3.      Im "Marketing der Zukunft" wird Design nicht als Formgebung im Produkt-Mix, sondern als Möglichkeit der Strukturierung von Bewußtseins- und Lebensstilen im Kommunikations-Mix an Bedeutung gewinnen. 

Die Frage, ob Design ein Erfolgsfaktor für Marketing ist, ist einfach zu beantworten: selbstverständlich. 

Design ist bereits heute ein beachtlicher Wirtschaftsfaktor und ein Schlüssel zum wirtschaftlichen Erfolg - wenn auch nicht in Österreich. Hierzulande ist Design-Politik durch ein "hartnäckiges Negieren der professionellen Realität" charakterisiert , wie Manfred Wagner kritisch angemerkt hat. Die vorhandenen Mittel werden (nach dem Motto "divide et impera") auf eine Vielzahl unkoordinierter Projekte und konkurrierender Projektwerber aufgeteilt. Perspektiven und langfristige Ziele fehlen. 

Daher ist es in Österreich auch nahezu unbemerkt geblieben, daß das Europäische Parlament bereits Anfang 1994 eine umfassende Design-Initiative gestartet hat. Mit der Begründung, daß die wichtigsten Industrienationen, mit denen die Europäische Union im Wettbewerb steht, über eine "umfassende und sorgfältig organisierte Design-Strategie verfügen". 

Das MITI (Ministry of International Trade and Industry) erklärte das Jahr 1989 zum "Design Year" zur Schaffung eines globalen "japanischen Markenzeichens". Im Rahmen dieser weltweiten Marketing-Aktion wurden 80 Millionen US-Dollar investiert und ein "National Design Day" geschaffen, der jeweils am 1. Oktober d.J. stattfindet. Darüber hinaus wurden internationale Design-Zentren in Tokio, Osaka und Nagoya errichtet. 

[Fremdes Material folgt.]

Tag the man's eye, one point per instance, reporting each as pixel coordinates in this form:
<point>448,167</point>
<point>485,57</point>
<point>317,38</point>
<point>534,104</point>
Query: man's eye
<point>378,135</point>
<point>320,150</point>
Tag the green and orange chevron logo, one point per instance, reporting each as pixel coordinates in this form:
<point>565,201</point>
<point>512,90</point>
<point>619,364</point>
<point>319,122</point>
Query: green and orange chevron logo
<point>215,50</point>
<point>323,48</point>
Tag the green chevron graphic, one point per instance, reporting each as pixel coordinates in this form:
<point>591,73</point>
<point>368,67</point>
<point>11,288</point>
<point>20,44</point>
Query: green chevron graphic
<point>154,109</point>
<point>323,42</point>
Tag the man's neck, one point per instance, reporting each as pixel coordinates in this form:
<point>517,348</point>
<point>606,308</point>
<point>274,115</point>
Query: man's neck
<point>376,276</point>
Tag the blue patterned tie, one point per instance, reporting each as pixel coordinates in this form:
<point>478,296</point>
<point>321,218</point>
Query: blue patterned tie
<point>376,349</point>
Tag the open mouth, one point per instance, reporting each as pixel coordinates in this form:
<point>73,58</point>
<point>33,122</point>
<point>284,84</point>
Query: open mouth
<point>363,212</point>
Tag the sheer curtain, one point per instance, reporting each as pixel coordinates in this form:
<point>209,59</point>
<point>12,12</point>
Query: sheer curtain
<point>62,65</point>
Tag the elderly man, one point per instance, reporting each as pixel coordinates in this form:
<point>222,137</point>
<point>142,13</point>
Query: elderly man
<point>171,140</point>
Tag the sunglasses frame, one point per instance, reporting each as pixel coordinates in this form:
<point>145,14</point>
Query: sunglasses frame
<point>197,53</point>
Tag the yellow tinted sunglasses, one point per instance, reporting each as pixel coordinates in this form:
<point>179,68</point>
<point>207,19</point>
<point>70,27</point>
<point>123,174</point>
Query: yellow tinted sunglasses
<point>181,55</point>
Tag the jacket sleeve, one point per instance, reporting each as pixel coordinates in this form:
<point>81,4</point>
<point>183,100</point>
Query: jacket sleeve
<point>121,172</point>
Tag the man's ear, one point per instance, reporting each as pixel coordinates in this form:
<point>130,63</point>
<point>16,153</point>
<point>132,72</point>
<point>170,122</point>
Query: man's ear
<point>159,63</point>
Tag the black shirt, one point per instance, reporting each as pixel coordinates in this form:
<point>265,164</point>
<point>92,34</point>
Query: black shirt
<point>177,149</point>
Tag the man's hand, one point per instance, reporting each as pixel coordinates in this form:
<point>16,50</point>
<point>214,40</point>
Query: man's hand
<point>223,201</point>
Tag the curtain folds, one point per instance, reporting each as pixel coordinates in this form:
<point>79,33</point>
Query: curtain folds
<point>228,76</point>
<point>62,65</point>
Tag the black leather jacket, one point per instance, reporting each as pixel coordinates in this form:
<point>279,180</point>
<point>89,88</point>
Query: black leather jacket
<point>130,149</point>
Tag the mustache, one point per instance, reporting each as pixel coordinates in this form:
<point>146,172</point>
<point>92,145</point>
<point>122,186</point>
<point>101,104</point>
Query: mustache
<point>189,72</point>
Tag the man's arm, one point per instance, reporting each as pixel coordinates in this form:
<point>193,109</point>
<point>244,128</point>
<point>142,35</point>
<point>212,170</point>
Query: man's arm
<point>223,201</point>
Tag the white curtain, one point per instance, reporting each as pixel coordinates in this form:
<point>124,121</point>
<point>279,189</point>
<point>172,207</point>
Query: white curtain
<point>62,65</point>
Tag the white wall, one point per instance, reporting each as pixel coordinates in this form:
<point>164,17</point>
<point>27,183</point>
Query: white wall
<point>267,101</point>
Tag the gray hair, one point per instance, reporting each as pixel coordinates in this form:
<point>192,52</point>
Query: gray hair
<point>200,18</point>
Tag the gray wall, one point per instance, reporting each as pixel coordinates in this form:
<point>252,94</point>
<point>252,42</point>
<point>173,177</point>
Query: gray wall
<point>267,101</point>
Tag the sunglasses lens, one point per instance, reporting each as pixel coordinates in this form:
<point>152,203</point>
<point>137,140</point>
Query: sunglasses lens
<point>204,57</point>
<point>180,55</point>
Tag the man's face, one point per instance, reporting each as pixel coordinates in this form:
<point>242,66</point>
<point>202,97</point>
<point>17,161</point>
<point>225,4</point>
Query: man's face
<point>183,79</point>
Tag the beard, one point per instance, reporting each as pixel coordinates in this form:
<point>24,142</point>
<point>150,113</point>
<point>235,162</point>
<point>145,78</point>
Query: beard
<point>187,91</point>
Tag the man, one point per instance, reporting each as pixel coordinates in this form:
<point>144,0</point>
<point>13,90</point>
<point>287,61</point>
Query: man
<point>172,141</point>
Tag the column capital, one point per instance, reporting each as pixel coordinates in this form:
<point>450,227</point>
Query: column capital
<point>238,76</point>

Die "asiatischen Tigerländer" Südkorea, Hongkong, Taiwan und Singapur haben sich der japanischen Design-Initiative angeschlossen und gleichfalls nationale Design-Strategien für international verbesserte Marktchancen entwickelt. Das Design-Promotion-Center in Taipei wird mit einem Fünf-Jahres-Budget in Höhe von 125 Millionen US-Dollar gefördert. 

In der spanischen Provinz Katalonien, nach Fläche und Einwohnerzahl durchaus mit Österreich vergleichbar, unterstützt das hochdotierte "Barcelona Centre de Disseny" kleine und mittelständische Unternehmen und realisiert multilaterale Projekte, die im Rahmen von Programmen der Europäischen Union massiv gefördert werden. Dazu hat die spanische Zentralregierung ein ambitioniertes Design-Programm beschlossen, das für den Zeitraum von vier Jahren mit 16 Milliarden Pesetas ausgestattet ist. 

Ähnliche Programme wurden in der Schweiz verwirklicht, wo nach japanischem Vorbild ein "Design-Saturday" und ein "Design-Valley" geschaffen wurden. 

In Dänemark, das in der Tradition des skandinavischen Designs steht, wird Kopenhagen 1996 die Europäische Kulturhauptstadt sein - mit dem Thema "European Design - Design as Identity". 

Es kommt nicht von ungefähr, daß es vor allem kleine Länder und Regionen sind, die sich für dieses Thema engagieren. Gerade kleine Länder brauchen größere Perspektiven. Daraus läßt sich ableiten, daß es Zielsetzung und gleichzeitig Begründung einer modernen Design-Politik sein muß, zeitgemäße Vorstellungen von der eigenen Stärke und Leistungsfähigkeit zu kommunizieren. Das ist eine Marketing-Aufgabe, an der Designer maßgeblich Anteil nehmen sollten. 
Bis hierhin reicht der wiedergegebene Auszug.